Opened 4 years ago

Closed 3 years ago

#16296 closed defect (invalid)

Implement lock file in a more robust way

Reported by: karsten Owned by:
Priority: Medium Milestone:
Component: Metrics/Onionoo Version:
Severity: Normal Keywords:
Cc: Actual Points:
Parent ID: #16401 Points:
Reviewer: Sponsor:

Description

The current lock file gets written when the hourly updater starts and gets deleted when it exits. It's really good in preventing concurrent executions. But it doesn't handle cases when a process doesn't exit cleanly, because subsequent executions won't start at all. One possibility for not exiting cleanly is that the machine gets rebooted while the hourly updater is running.

One way to fix this might be to use Java's FileLock instead of making up our own lock file.

This is more a defect than an enhancement, because it broke the main Onionoo service instance.

Child Tickets

Attachments (3)

0001-Make-LockFile-more-robust.-Per-ticket-16296.patch (8.5 KB) - added by leeroy 4 years ago.
onionoo-mem-usage.png (30.4 KB) - added by karsten 4 years ago.
0001-Make-LockFile-even-more-robust.-Per-16296.patch (7.5 KB) - added by leeroy 4 years ago.
Improved permission handling. Also fixes 16401.

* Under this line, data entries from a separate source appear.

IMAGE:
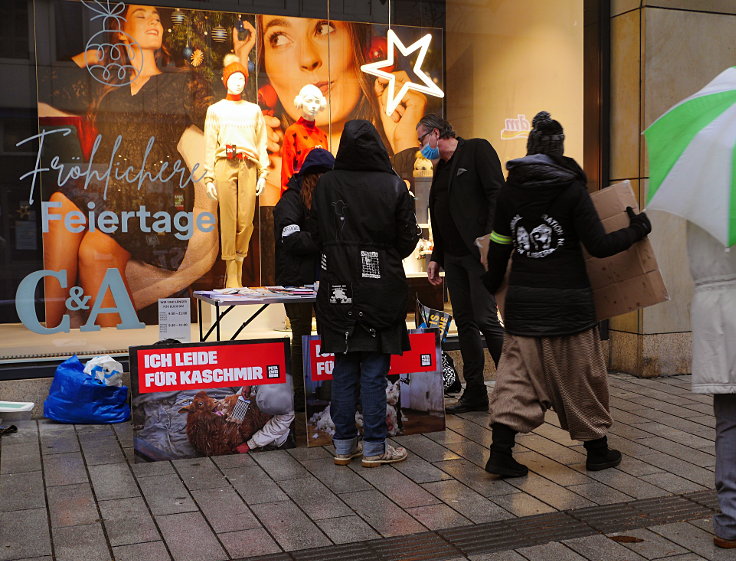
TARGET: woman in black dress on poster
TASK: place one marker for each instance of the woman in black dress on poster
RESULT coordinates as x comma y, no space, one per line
144,121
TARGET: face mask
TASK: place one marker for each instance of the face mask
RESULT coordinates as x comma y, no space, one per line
429,152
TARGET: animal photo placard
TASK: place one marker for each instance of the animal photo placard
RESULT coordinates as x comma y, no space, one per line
414,390
210,399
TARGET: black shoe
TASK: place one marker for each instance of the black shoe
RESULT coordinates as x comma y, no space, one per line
505,465
600,456
465,406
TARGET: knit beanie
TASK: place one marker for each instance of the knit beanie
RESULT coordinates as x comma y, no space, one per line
546,136
232,65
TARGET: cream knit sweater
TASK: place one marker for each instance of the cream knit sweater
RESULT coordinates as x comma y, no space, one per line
235,122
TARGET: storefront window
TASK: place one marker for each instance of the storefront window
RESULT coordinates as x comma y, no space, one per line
508,60
110,210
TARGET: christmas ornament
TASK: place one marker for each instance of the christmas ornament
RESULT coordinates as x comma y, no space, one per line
219,34
197,57
375,69
267,97
178,17
243,33
117,69
378,50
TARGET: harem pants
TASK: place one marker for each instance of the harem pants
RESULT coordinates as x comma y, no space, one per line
567,374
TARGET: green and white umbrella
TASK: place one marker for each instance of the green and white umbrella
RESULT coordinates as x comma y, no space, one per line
692,159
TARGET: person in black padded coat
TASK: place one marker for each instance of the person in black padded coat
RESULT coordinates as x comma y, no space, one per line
297,252
552,355
366,227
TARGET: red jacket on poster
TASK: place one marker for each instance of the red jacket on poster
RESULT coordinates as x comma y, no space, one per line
299,139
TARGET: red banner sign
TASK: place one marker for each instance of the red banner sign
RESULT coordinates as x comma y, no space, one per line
209,366
421,358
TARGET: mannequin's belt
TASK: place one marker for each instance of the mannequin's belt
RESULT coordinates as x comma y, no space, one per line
231,153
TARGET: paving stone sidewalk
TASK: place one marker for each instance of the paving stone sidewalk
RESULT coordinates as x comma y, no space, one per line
74,493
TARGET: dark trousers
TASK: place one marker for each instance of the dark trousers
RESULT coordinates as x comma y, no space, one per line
475,312
359,375
300,317
724,523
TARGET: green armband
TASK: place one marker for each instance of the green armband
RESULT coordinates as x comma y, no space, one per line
500,239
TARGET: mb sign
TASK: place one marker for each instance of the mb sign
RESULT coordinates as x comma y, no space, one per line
78,300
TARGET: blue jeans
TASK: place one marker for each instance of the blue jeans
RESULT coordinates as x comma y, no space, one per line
364,374
724,523
475,312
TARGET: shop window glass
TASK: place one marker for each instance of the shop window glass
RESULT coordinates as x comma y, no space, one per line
505,61
14,36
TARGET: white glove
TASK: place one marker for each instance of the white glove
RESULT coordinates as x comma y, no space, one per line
211,191
260,184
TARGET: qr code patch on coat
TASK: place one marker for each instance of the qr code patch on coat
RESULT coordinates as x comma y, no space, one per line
370,266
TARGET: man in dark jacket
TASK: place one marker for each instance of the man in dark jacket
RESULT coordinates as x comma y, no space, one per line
462,200
366,226
297,252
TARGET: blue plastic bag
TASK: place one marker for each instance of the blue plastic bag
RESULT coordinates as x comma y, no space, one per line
76,397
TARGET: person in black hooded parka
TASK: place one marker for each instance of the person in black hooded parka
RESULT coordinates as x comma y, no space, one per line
366,226
297,252
552,355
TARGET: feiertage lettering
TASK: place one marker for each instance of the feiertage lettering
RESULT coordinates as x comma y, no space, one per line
109,222
114,169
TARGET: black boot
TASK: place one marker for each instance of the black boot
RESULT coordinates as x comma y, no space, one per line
600,456
501,461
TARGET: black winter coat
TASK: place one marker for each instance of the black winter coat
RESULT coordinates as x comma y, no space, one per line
295,232
366,227
543,215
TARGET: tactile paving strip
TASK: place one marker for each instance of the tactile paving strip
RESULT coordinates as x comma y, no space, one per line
514,533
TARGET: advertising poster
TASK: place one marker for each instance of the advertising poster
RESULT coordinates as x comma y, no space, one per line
120,178
211,399
414,390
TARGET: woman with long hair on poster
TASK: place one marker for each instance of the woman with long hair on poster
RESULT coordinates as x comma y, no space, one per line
141,115
293,52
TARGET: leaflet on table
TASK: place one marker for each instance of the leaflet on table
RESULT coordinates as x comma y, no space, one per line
258,293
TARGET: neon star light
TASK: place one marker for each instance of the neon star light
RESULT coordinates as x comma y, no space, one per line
374,69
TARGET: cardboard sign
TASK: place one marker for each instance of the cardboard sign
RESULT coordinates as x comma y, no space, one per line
414,390
210,399
623,282
628,280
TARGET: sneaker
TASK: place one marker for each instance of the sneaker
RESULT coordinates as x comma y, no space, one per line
390,455
344,459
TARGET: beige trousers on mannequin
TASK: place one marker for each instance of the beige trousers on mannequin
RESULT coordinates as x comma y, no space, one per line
235,181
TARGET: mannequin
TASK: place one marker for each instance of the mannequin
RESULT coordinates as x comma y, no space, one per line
236,166
303,135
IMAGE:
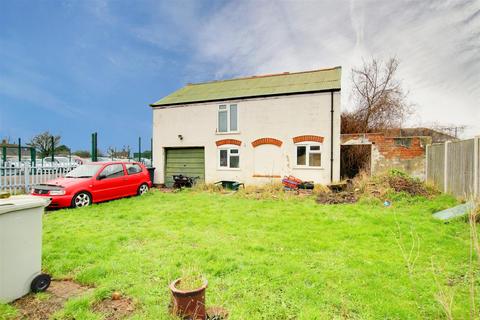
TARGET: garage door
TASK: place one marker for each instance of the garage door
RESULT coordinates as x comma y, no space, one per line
186,161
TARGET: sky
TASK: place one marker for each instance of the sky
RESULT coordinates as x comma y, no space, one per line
77,67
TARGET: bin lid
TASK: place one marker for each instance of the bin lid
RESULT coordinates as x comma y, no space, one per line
16,203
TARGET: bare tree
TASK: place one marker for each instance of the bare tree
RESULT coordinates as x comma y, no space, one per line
43,143
380,101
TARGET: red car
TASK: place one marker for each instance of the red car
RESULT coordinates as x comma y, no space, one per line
95,182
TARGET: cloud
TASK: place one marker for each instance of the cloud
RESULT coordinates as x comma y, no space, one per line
438,44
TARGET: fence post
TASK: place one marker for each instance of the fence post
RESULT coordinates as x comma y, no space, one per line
445,169
27,176
19,150
53,149
4,154
427,153
476,141
139,149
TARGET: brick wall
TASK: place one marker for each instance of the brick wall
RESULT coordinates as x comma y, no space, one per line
390,152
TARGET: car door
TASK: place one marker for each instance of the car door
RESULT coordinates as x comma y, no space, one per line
111,183
135,177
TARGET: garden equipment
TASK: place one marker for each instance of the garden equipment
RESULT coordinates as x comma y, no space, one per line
181,181
21,249
230,185
293,183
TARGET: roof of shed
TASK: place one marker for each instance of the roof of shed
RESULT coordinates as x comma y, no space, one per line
256,86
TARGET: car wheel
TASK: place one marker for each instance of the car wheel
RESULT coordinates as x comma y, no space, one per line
142,189
81,199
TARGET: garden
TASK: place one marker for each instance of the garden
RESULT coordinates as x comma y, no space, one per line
270,255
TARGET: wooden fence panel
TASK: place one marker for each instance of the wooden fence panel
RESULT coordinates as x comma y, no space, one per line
436,165
460,168
454,167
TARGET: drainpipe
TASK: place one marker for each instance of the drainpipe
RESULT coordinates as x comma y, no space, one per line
331,136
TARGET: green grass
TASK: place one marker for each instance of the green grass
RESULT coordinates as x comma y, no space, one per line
264,259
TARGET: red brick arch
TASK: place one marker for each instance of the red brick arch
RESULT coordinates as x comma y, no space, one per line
261,141
310,138
228,141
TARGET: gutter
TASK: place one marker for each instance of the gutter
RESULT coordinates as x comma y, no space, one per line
160,106
331,136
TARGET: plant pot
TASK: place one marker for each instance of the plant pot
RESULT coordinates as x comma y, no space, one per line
188,304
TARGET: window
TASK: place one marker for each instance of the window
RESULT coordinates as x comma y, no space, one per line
229,158
113,171
403,142
133,168
309,155
227,118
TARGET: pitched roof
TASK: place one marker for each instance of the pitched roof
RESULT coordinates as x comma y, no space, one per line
256,86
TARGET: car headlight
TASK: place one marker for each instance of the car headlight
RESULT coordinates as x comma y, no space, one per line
57,192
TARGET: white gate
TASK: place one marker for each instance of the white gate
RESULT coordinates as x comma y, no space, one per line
21,177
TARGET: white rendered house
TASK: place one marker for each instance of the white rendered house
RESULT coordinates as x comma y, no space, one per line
253,130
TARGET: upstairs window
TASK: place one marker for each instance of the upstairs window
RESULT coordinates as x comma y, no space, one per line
229,158
309,155
227,118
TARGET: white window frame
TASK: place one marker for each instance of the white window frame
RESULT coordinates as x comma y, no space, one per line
219,167
228,108
308,151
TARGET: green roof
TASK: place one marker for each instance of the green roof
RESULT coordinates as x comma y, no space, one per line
256,86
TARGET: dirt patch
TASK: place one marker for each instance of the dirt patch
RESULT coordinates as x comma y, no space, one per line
42,306
336,197
115,309
217,313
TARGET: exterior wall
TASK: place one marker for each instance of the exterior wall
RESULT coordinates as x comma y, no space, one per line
281,118
387,155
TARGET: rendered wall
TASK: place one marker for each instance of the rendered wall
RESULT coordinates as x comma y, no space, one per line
281,118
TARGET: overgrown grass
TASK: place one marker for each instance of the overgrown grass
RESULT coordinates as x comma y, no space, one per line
265,258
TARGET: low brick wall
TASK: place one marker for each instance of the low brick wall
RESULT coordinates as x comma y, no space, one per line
393,152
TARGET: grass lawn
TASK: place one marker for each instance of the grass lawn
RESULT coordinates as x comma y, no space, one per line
264,259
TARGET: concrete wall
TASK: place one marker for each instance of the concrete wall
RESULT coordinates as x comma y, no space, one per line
281,118
388,154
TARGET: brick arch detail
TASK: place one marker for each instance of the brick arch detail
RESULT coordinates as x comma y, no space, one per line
261,141
311,138
228,141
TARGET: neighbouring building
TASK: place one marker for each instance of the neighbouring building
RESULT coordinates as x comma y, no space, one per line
253,130
402,149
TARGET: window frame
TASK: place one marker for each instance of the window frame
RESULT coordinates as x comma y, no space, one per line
228,111
229,154
308,151
111,165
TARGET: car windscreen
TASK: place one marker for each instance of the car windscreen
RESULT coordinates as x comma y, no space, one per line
85,171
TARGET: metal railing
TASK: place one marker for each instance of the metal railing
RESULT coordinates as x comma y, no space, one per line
23,176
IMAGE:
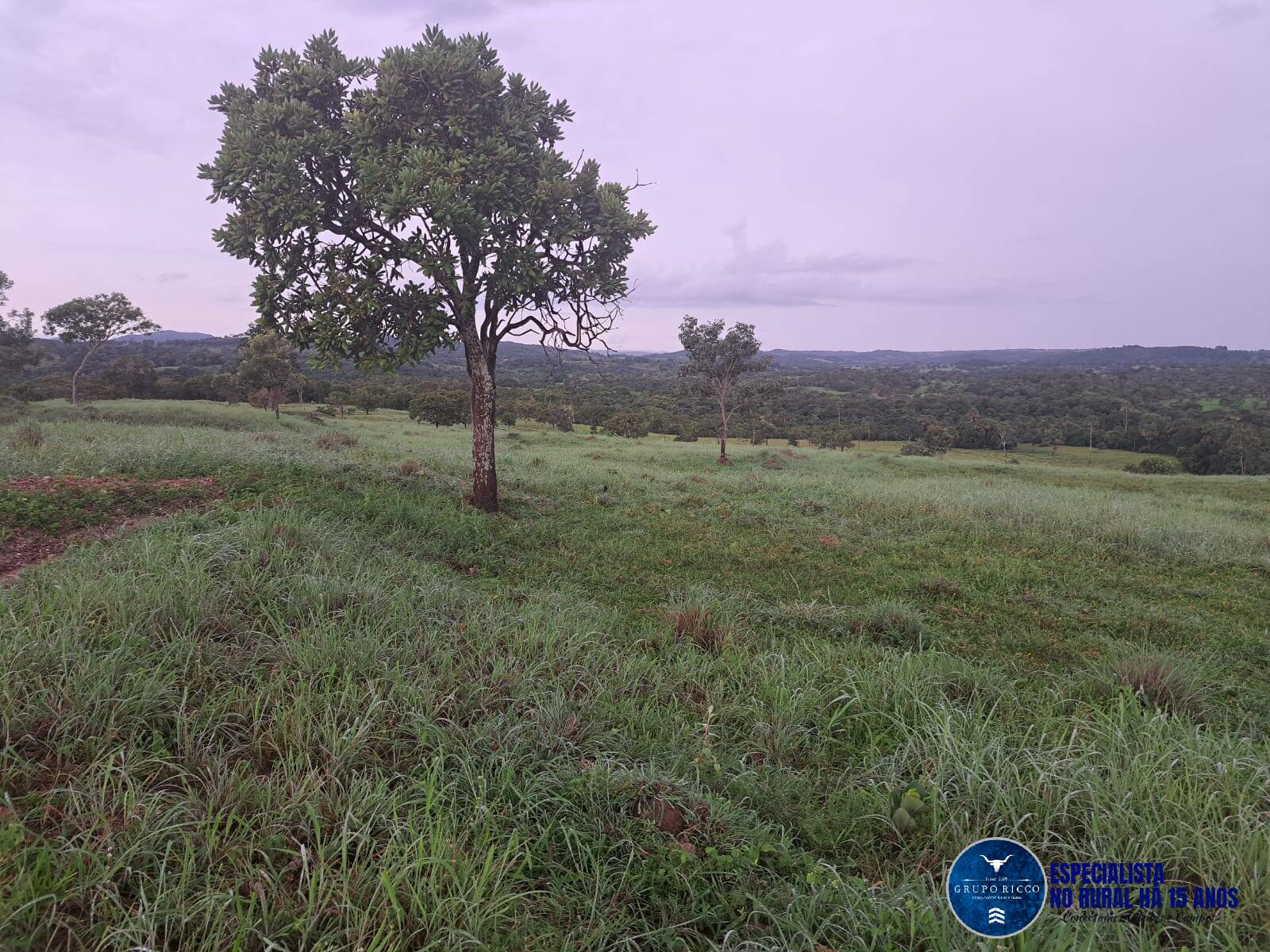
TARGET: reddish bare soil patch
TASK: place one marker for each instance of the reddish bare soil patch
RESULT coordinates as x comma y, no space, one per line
111,505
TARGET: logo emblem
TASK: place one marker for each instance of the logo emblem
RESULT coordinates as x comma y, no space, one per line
995,863
996,888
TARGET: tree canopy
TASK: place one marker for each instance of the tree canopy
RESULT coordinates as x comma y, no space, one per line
93,321
16,332
440,408
718,362
418,201
267,370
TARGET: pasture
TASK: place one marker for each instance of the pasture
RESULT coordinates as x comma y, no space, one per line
656,704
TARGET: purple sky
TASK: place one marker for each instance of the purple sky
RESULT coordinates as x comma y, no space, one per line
848,175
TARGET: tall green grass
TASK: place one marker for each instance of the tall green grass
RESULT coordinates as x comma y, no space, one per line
343,711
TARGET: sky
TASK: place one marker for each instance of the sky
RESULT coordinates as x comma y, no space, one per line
845,175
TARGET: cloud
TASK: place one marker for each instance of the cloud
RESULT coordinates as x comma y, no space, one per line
768,274
1233,14
774,258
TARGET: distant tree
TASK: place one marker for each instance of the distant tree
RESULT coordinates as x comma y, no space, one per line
225,386
131,378
400,205
1151,427
440,408
368,397
629,424
1052,435
1245,451
559,416
939,438
16,333
302,385
717,366
266,370
835,438
93,321
341,397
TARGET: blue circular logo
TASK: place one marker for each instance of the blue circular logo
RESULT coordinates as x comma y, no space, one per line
996,888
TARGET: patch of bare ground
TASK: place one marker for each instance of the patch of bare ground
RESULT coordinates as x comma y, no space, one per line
114,511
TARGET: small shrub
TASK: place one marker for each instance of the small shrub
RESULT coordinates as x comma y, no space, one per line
27,437
910,808
10,409
698,625
1157,682
918,447
334,441
1153,466
629,424
888,621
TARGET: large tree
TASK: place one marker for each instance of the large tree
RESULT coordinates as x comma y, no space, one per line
266,370
418,201
93,321
718,366
16,332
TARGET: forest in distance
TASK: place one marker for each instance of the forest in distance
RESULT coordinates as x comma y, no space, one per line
1206,406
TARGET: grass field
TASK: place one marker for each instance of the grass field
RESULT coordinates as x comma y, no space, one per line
656,704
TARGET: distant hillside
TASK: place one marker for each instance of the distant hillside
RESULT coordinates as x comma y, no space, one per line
163,336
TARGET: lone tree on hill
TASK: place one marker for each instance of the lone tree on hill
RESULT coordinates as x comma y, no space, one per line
418,201
93,321
266,370
717,363
16,333
438,408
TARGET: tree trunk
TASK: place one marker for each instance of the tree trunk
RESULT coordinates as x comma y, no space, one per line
480,370
723,436
75,376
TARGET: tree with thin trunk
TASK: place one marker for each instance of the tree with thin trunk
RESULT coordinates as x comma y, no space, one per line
440,408
93,321
718,362
267,370
394,206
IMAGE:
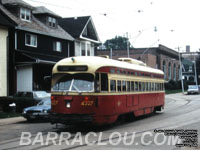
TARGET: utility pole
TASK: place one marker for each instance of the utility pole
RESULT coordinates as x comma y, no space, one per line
195,70
127,45
181,70
111,53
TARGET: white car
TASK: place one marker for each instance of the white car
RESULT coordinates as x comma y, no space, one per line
193,89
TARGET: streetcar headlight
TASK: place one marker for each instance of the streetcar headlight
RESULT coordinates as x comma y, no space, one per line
68,104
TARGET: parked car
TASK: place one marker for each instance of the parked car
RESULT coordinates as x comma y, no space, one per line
40,111
37,95
193,89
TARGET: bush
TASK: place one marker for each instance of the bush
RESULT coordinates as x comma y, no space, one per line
173,85
176,85
21,103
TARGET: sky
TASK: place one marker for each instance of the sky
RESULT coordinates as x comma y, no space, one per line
147,23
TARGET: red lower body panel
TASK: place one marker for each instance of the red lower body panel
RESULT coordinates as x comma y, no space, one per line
102,109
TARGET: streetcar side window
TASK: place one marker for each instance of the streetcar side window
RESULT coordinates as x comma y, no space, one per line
132,86
147,86
119,86
104,82
152,86
124,85
128,86
136,86
112,85
143,86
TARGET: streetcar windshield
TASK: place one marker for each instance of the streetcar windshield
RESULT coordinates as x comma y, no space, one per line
80,82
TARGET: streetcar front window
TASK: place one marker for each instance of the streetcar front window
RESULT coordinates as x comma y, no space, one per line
80,82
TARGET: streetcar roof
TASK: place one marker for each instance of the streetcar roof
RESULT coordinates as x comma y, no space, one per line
95,62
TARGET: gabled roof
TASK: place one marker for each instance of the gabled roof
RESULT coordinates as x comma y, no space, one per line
5,21
36,26
77,25
16,3
44,10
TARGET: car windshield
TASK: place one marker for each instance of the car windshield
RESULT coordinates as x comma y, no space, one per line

Download all attachments as: .zip

Change History (15)

comment:1 Changed 4 years ago by leeroy

How robust does it need to be? I ran into this when I '^C' on the updater which left the lock file unreleased. This could perhaps also be solved by adding a shutdown hook on the updater's runtime. Maybe try a snippet of both? Neither option is going to catch the unexpected system crash/reset. If you need it to be bulletproof it might be worthwhile to check the pid of running java VM (in addition).

Oh Java, I had almost forgotten thy quirks. Okay so I made an attempt on a patch that would retain cross-platform compatibility, while also being as robust as possible. I couldn't get the FileLock to work reliably so I resorted to other means. How does it look?

On a related subject, the updater only uses the lock file during the one-time updater. The periodic updater doesn't use it at all. Should this be changed?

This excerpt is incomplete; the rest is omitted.